In a fuel cell, the energy from making water from hydrogen and oxygen is converted instead into an electrical current, through an ion exchange. This exchange is made possible by the use of a catalyst, usually involving one or more metals in the platinum series on the periodic chart.
Here's why I say hydrogen is an energy-storage medium, not a fuel. There's ain't large deposits of hydrogen underground, like there are hydrocarbons. Since it takes energy to release hydrogen (reducing an acid with a metal isn't useful for the large amounts you need for powering cars), you're really just storing the energy used to release the hydrogen, and then releasing it later in the fuel cell as electricity.
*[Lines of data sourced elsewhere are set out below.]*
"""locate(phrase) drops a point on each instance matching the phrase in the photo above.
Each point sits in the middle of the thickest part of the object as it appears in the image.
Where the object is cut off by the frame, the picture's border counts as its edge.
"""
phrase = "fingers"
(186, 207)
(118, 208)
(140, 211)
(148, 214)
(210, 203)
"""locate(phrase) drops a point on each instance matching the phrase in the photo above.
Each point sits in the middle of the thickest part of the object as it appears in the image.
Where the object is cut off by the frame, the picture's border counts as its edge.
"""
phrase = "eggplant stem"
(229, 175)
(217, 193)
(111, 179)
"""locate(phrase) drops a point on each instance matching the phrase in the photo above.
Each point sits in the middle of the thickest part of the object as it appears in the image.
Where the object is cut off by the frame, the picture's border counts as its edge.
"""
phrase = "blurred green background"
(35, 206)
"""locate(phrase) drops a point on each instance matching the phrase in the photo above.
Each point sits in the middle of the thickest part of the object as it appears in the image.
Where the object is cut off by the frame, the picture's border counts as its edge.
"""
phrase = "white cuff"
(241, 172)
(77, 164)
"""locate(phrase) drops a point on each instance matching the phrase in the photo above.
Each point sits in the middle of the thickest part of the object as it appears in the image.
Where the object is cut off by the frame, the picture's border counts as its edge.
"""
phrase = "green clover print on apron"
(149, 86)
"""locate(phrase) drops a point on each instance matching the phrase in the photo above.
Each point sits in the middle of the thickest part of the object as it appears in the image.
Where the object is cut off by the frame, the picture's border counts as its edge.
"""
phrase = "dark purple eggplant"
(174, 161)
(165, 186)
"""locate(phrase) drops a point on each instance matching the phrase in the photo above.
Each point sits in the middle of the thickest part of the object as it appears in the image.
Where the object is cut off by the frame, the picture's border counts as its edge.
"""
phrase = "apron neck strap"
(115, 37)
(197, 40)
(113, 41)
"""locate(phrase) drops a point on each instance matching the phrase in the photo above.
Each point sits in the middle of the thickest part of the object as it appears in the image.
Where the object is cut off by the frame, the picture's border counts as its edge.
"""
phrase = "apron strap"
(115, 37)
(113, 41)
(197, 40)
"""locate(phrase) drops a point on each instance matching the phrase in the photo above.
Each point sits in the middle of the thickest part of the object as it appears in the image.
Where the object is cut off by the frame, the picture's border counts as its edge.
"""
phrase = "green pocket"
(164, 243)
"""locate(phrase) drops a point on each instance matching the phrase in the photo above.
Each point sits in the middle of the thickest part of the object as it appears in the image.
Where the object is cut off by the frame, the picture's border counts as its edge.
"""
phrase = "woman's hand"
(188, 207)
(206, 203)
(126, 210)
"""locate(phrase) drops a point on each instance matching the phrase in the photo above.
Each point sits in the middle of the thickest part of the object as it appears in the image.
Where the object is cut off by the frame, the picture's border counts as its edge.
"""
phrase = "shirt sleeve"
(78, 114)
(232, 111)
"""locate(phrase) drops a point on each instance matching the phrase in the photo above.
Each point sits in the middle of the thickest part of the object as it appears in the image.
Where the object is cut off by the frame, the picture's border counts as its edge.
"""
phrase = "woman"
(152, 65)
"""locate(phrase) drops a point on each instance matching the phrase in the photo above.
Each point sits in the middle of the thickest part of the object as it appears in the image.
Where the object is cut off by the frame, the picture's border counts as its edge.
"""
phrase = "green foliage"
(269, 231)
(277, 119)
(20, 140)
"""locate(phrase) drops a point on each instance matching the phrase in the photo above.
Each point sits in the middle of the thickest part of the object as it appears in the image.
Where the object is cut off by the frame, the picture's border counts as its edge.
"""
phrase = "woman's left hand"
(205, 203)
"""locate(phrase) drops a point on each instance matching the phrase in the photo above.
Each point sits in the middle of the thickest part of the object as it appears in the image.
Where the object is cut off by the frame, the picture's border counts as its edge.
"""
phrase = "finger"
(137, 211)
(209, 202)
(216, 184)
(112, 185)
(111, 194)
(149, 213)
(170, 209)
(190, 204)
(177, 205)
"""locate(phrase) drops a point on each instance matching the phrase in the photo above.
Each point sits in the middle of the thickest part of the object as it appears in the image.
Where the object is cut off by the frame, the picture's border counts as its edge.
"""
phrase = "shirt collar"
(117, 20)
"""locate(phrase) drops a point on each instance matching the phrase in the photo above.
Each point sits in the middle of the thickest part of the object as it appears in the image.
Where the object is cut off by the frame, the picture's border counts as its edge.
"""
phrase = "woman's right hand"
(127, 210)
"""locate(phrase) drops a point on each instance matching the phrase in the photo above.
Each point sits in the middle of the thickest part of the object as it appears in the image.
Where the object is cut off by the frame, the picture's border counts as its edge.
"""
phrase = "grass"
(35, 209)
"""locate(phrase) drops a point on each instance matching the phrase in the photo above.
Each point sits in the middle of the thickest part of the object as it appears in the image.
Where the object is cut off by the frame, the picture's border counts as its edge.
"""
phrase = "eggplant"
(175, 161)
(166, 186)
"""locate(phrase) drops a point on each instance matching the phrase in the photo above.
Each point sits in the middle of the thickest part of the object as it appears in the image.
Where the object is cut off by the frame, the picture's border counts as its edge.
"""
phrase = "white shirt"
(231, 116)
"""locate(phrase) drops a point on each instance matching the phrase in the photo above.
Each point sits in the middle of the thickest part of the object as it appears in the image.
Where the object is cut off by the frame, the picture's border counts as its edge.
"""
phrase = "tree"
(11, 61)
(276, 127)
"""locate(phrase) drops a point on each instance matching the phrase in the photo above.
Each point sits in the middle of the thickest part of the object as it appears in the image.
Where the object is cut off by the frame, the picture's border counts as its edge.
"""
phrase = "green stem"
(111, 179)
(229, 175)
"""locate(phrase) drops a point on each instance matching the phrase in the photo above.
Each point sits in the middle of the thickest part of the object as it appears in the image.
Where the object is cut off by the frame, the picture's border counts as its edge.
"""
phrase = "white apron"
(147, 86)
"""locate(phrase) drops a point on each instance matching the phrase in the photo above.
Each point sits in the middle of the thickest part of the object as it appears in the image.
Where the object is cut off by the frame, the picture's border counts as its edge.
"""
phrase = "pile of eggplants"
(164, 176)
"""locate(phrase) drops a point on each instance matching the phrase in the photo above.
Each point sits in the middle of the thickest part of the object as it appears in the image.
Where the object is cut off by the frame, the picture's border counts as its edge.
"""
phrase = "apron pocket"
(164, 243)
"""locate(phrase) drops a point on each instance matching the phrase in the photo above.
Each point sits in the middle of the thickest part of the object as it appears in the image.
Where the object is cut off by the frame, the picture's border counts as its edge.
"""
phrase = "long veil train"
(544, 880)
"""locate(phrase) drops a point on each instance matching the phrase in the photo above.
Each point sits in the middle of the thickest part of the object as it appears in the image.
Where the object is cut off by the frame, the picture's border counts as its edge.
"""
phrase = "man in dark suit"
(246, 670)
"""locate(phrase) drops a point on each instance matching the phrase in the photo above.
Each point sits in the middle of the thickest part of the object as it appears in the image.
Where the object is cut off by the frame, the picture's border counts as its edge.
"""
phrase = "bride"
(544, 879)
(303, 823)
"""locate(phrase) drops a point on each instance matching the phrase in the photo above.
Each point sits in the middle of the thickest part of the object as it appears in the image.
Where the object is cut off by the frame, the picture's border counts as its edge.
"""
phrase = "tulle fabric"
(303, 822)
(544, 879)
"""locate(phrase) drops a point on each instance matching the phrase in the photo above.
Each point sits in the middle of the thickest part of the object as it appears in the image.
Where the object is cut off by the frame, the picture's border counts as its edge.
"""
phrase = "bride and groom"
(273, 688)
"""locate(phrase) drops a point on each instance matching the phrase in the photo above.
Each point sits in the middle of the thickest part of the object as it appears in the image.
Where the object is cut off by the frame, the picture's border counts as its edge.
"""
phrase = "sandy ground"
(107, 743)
I had a brain gear slip in my earlier post; I conflated steam reformation with the Fischer-Tropsch process (for making ammonia from natural gas and nitrogen). Sorry about that.
Today, if a piece passes the spell check, it’s good to go.
Most electric car batteries don't use lead and acid. They use lithium and an alkali electrolyte.
So, yeah, what are you going to do with all that lithium? Have to recycle it, I guess. It's valuable.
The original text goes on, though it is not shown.